PHENOMENALITY: *marvelous*
MYTHICITY: *fair*
FRYEAN MYTHOS: *drama*
CAMPBELLIAN FUNCTION: *cosmological, sociological*
Though FATE is indubitably one of the many films affected by Hollywood's version of DEI, it's not nearly as entertainment-free as many others from this unfortunate period. To be sure, the only entertainment stems from the abilities of director Tim (DEADPOOL) Miller and the FX-crew, and not from the script cobbled together by three writers swiping as much as feasible from TERMINATOR 2.
Like other films in the TERMINATOR franchise, FATE seeks to ignore later films in the series, in the case choosing to proceed as if it takes place a few years after the second film. Yet the script, presumably to suit the demands of producers, perversely cancels out the audience's good will by reversing the events of T2. Eight years after Sarah Connor and a T-800 Terminator (Linda Hamilton, Arnold Schwarzenegger) saved Sarah's son John from death by a T-1000, another Terminator (also Schwarzenegger) ambushes Sarah and John, kills John, and escapes. The time-travel paradoxes of this event are not explored, for the script's priority is to introduce two new female presences to this iteration.

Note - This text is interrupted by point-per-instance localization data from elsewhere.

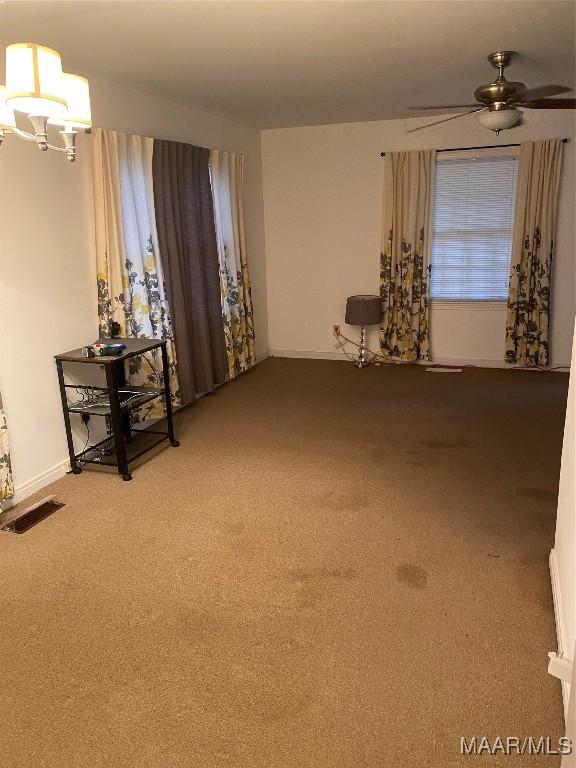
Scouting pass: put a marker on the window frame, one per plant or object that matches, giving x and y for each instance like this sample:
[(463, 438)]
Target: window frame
[(468, 154)]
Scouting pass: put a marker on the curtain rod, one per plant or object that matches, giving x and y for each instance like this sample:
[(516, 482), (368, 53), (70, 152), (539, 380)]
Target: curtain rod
[(466, 149)]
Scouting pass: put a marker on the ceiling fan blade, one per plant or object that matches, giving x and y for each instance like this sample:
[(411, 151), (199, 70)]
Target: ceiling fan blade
[(533, 94), (445, 120), (549, 104), (448, 106)]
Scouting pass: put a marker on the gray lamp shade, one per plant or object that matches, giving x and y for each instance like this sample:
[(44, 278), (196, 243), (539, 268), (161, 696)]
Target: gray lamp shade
[(363, 310)]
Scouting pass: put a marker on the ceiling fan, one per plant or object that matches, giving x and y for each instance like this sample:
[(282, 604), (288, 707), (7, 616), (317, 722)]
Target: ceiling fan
[(497, 102)]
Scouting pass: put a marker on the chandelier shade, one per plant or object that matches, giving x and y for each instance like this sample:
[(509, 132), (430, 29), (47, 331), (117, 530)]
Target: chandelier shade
[(77, 95), (34, 81), (499, 120), (7, 117)]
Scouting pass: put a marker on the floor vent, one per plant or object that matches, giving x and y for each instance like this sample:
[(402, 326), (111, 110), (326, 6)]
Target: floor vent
[(20, 522)]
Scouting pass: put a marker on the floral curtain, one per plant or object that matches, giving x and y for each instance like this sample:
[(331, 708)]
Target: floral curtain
[(528, 315), (6, 482), (227, 172), (405, 259), (129, 273)]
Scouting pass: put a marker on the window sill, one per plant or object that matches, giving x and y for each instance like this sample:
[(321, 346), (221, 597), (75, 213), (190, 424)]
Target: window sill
[(473, 305)]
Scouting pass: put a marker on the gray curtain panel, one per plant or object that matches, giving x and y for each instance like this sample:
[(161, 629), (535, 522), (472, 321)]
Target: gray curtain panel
[(187, 240)]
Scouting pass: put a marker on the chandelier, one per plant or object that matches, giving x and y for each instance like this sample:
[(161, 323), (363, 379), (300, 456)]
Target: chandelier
[(37, 87)]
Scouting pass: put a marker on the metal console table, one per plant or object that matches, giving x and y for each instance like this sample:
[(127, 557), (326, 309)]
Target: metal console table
[(116, 400)]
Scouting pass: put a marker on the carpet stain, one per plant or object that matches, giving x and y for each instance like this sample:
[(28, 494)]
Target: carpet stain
[(538, 494), (412, 575), (443, 444)]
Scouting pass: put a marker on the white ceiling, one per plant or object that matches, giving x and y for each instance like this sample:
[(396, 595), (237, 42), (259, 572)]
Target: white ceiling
[(274, 64)]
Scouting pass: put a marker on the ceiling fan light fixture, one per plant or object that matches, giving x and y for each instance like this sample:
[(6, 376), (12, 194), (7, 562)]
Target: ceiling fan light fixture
[(499, 120), (34, 83), (77, 94)]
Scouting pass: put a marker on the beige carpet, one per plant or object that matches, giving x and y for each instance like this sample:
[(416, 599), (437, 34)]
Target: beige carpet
[(337, 569)]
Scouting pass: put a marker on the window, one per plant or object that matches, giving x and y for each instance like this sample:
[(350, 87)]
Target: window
[(472, 228)]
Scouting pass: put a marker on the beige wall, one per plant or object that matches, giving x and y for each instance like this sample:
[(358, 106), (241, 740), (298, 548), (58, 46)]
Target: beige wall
[(323, 197), (47, 274), (563, 556)]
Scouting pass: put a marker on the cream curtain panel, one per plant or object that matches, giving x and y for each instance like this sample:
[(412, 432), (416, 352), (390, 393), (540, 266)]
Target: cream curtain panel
[(129, 274), (6, 482), (528, 315), (227, 175), (405, 256)]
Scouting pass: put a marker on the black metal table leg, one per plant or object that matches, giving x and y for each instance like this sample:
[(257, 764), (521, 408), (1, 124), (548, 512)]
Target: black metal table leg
[(119, 378), (69, 439), (168, 399), (117, 426)]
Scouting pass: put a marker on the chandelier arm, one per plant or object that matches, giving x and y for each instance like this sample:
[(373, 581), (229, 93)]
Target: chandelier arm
[(23, 134)]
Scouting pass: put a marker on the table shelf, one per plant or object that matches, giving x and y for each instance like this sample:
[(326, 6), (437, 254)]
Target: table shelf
[(129, 398)]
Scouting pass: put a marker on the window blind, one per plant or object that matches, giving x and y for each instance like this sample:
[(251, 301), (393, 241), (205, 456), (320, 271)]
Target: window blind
[(474, 202)]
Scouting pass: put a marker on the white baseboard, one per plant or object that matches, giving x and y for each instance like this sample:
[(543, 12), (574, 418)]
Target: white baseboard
[(306, 354), (34, 484), (262, 355), (560, 622)]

One of them, Dani (Natalia Reyes), is meant to provide a XX savior-figure in place of the slain John, for somehow his death simply changes the future so that Dani will be the great military leader who defeats Skynet. (The script initially fakes out the viewer with the implication that Dani's going to be the mother of a female savior, but the revelation is profoundly dull.) The other new woman warrior is Grace (Mackenzie Davis), a cyborg enhanced with mechanical implants, and who deals herself into this struggle even though-- she's from a totally different future with a different cyber-intelligence, Legion? Yeah, I didn't even try to follow the logic here. But Legion follows the same basic pattern as Skynet, sending back a metamorphic "fluid metal" Terminator (Gabriel Luna) to kill Dani. And somehow both aggrieved Sarah and the T-800 sign up to protect Dani and defeat the time-traveling assassin.
The crappy "dramatic" arcs of Dani and Sarah are worthless, hollow imitations of the superior John and Sarah arcs from T2, and the one for the T-800 is only minimally better than either, mostly because one suspects that this derivative film marks Schwarzenegger's farewell to his signature character. But though new faces Reyes and Luna are dull, and Hamilton returns to do nothing but scowl and glower alternately, Mackenzie Davis proves a much more charismatic presence than the other newbies, and Miller gives her plenty of demanding stunts that keep this otherwise dull pot boiling. The one good thing about this bad script is that because of it, FATE bombed at the box office, and it's to be hoped that at long last this franchise, which peaked with the first two films and never really blossomed again, will be allowed to fade into the past.